Certificámos duas iniciativas susceptíveis desse investimento internacional para não residentes: o filme de Nuno Álvares Pereira e valorização do campo de batalha. Já recebemos fundos provenientes desses investidores, que estão depositados e que serão canalizados para a valorização do campo de batalha.
O facto deste mecanismo estar envolto em alguma polémica não pode prejudicar a imagem do projecto?
Não. Somos particularmente selectivos, mas não podemos ignorar que há pessoas que nos EUA ou em Inglaterra, por exemplo, olham para estes projectos com valor. Claro que também retiram uma vantagem do ponto de vista de residência.

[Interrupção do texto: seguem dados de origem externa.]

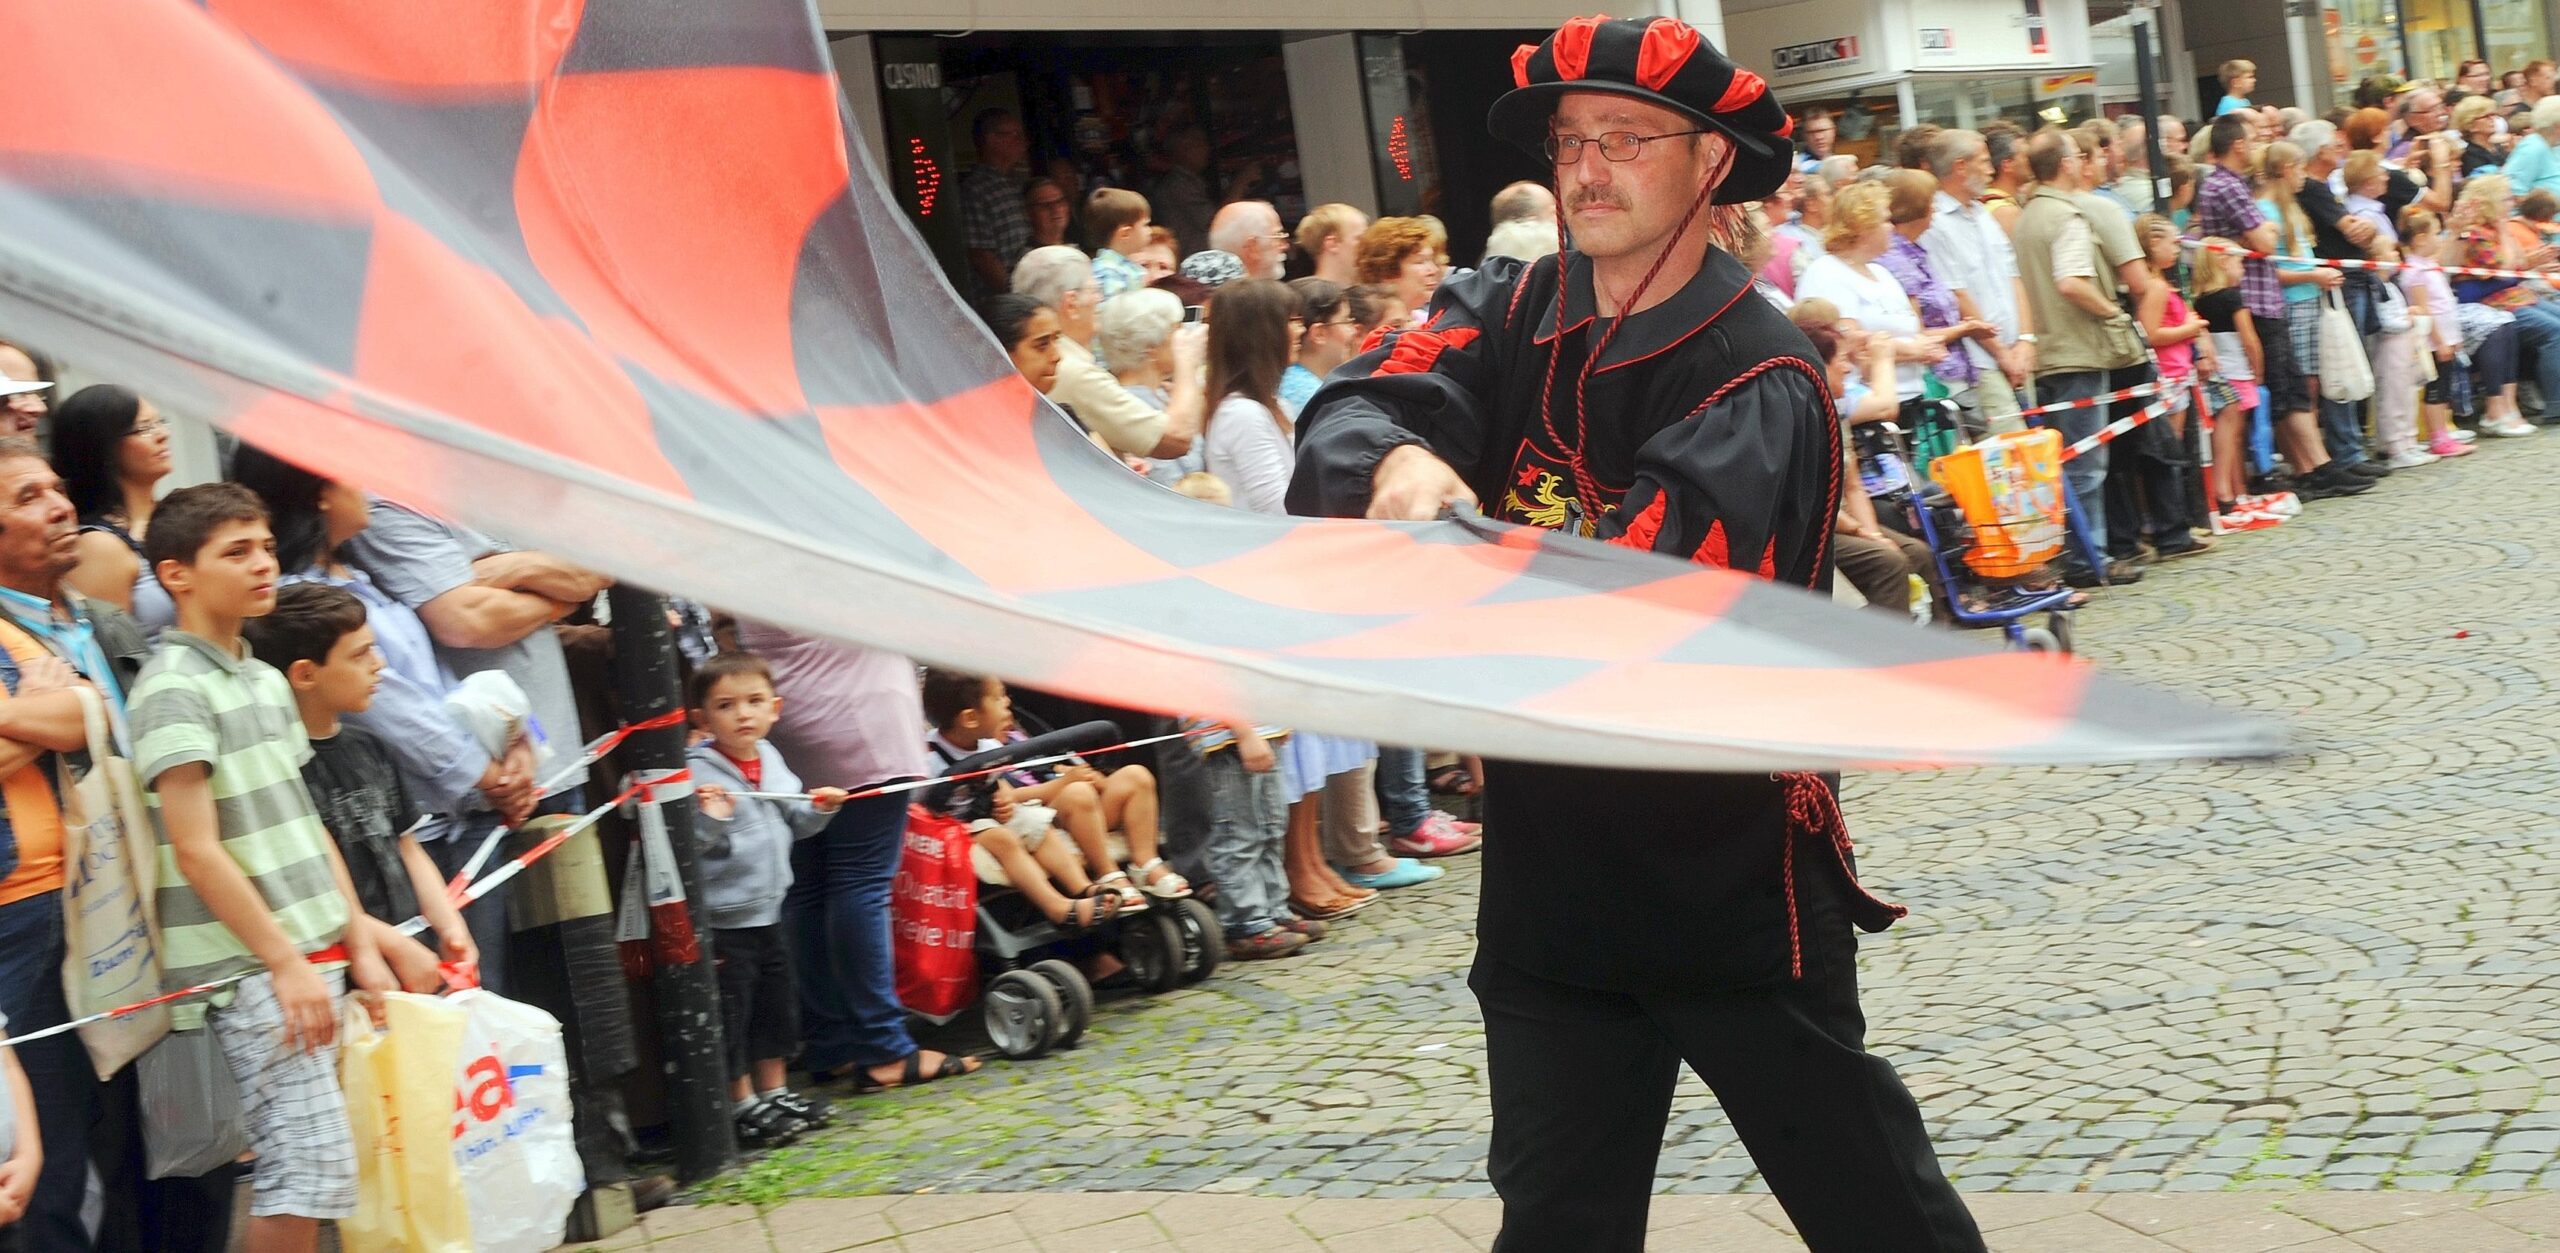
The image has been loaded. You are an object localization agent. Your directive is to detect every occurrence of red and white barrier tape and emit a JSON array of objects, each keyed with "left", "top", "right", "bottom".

Fazem-no pelo projecto ou pelas vantagens que retiram da doação?
Diria que pelas duas vertentes. [A Fundação] Serralves também tem projectos aprovados nesta área. Há várias maneiras de, em Portugal, as pessoas obterem este benefício, como investir numa empresa, no imobiliário ou em cultura. O investimento em cultura [para a obtenção de visto de residência] é o único que não dá retorno. Não é apropriável pelo privado que investe. A pessoa entrega os seus fundos para um bem maior, que é para benefício de todos.
Que apoios públicos recebe a Fundação?
Neste momento nenhuns. A Fundação tem de viver com os seus meios. Não queremos ter apoios públicos regulares, mas apenas para iniciativas e projectos muito concretos.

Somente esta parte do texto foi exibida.